Marsilly. Etonnamment le touriste se fait encore attendre au petit port de La Pelle

Alors que la saison s’annonce prometteuse, le touriste se fait rare cette année au petit port conchylicole Marsellois de La Pelle. L’ensemble des acteurs du site s’interroge.

Serge Billard et Tony Guegan au port conchylicole de La Pelle à Marsilly ©Yannick Picard
Serge Billard et Tony Guegan au port conchylicole de La Pelle à Marsilly. (©Yannick Picard)

L’été 2022 sera à marquer dans les annales. Comme partout ailleurs il fait très chaud au port de La Pelle à Marsilly. Pour autant, alors que le touriste semble être présent partout ailleurs en Charente-Maritime, il n’enflamme plus de son passage les cabanes conchylicoles Marselloises. Pourtant rien n’a bougé depuis les années précédentes dans ce décorum de cartes postales.

Selon les données du Conseil Départemental de la Charente-Maritime, l’endroit voyait passer jusqu’à présent 80 000 visiteurs chaque année. Qu’en sera-t-il en 2022 ? « Les touristes doivent faire le détour. L’autre jour, j’ai demandé à la policière municipale si elle venait enlever les sens interdits », ironise Serge Billard, patron d’un « resto cabane » à La Pelle.

Trois fois moins de touristes

Celui qui depuis 2019 fait bouillir la marmite touristique au piano d’une cabane propriété de la mairie, sorte d’auberge Espagnole des arts de la bonne franquette et du tourisme ne cache pas sa déception.

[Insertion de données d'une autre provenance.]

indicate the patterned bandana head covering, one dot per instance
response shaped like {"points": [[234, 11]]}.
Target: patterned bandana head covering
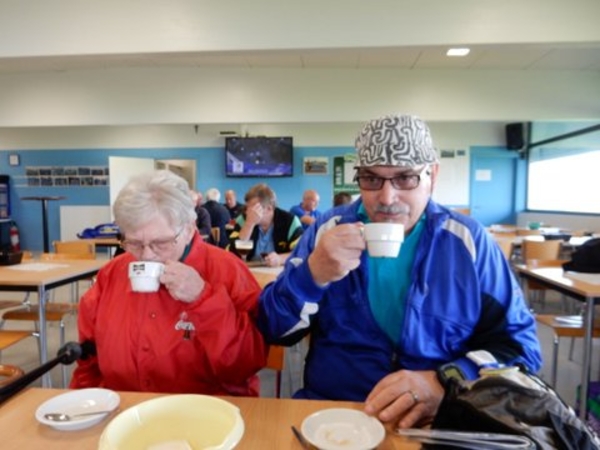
{"points": [[395, 140]]}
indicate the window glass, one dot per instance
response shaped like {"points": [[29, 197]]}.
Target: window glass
{"points": [[561, 179]]}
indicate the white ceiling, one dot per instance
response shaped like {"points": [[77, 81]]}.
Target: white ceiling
{"points": [[577, 57]]}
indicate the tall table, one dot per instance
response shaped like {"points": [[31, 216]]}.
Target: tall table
{"points": [[582, 287], [44, 202], [264, 275], [267, 422], [36, 276]]}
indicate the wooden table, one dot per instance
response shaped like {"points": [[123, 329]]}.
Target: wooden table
{"points": [[587, 291], [26, 278], [267, 422], [264, 275]]}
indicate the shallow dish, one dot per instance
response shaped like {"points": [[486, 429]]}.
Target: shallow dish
{"points": [[342, 428], [175, 421], [76, 402]]}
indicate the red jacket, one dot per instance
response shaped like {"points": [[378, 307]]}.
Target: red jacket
{"points": [[142, 346]]}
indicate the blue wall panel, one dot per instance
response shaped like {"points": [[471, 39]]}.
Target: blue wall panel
{"points": [[210, 173]]}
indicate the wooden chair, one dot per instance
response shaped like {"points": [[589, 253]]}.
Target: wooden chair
{"points": [[8, 372], [79, 247], [215, 233], [275, 361], [525, 232], [539, 254], [563, 328], [506, 246]]}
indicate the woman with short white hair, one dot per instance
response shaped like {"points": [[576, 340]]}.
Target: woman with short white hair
{"points": [[197, 333]]}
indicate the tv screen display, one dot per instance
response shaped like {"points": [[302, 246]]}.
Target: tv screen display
{"points": [[259, 157]]}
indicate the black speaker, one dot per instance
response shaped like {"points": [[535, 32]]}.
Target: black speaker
{"points": [[515, 139]]}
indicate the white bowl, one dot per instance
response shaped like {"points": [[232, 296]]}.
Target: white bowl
{"points": [[343, 429], [78, 401], [174, 421]]}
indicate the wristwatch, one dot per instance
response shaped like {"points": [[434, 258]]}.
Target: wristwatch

Ce n’est pas mirobolant. Je ne vais pas finir sur une bonne saison. Depuis l’ouverture fin avril il y a eu entre 1 500 et 1 700 passages. Sur la saison de 2020, il y en avait 4 500 et 6 000 en 2021″.

Serge Billard avait annoncé en avril dernier qu’il raccrocherait définitivement en septembre prochain. C’est toujours le cas quels que soient les chiffres, « à 66 ans j’ai décidé de tourner la page ».

De l’amertume Malgré tout pour le grand gaillard au cœur d’artichaut qui aurait pu voir dans le nouveau partenaire de la cabane, le chef traiteur à domicile Tony Guegan son potentiel successeur, candidat au nouvel appel d’offres de la mairie. « Ça a tout de suite bien matché entre nous deux. Mais il faudrait un budget pour faire une vraie cuisine. Et ce serait au détriment de l’espace dédié à l’exposition des artistes. Un compromis difficile à trouver », confie le chef.

Une première contrainte ajoutée à ce fameux constat : le touriste n’est pas ou plus à La Pelle cet été.

Il est partagé par François Durivaud, patron avec son frère Benoit des « Moules brothers ». Un établissement de dégustation de moules mitoyen de la cabane tenue par Serge Billard.

Je suis inquiet. Sur juillet je suis à moins 50% par rapport à 2021″.

L’un et l’autre pointent du doigt la crise économique, l’inflation et une rentrée sans guère de réelles visibilités, « les gens ont changé de mode de consommation. C’est bien beau d’avoir un camping-car encore maintenant faut-il avoir de l’argent pour en faire le plein. Si on a vu 50 camping-cars en juillet à La Pelle, c’est bien le tout ».

Un port déserté

Du côté de la municipalité, le maire Hervé Pineau essaie de voir plus loin que l’estran de son port mytilicole, « mon inquiétude est assez vive concernant La Pelle. Mais je pense que cela ne concerne pas que Marsilly et qu’il faudrait avoir une vision globale touristique sur l’ensemble de la Charente-Maritime. Soit les gens ne se déplacent plus. Soit ils ne consomment plus. Les commerçants disent la même chose. En résumé il ne se passe rien. Le port est devenu désert. C’est bizarre ».

L’édile confirme bien qu’un nouvel appel d’offres sera lancé pour la gestion de la cabane sous la forme d’une délégation de services publics (DSP) avec pour partie, « un service public à assurer, tel que le point info tourisme ».

À noter qu’à quelques kilomètres plus au nord, la guinguette de l’Anse de Pampin à L’Houmeau, toujours dans le collimateur du préfet de la Charente-Maritime, semble à l’inverse de La Pelle continuer à surfer sur le succès. « Si les clients ne sont plus à La Pelle, c’est que nous les avons tous captés », ironise Robin Pascaud, un des deux gérants du site.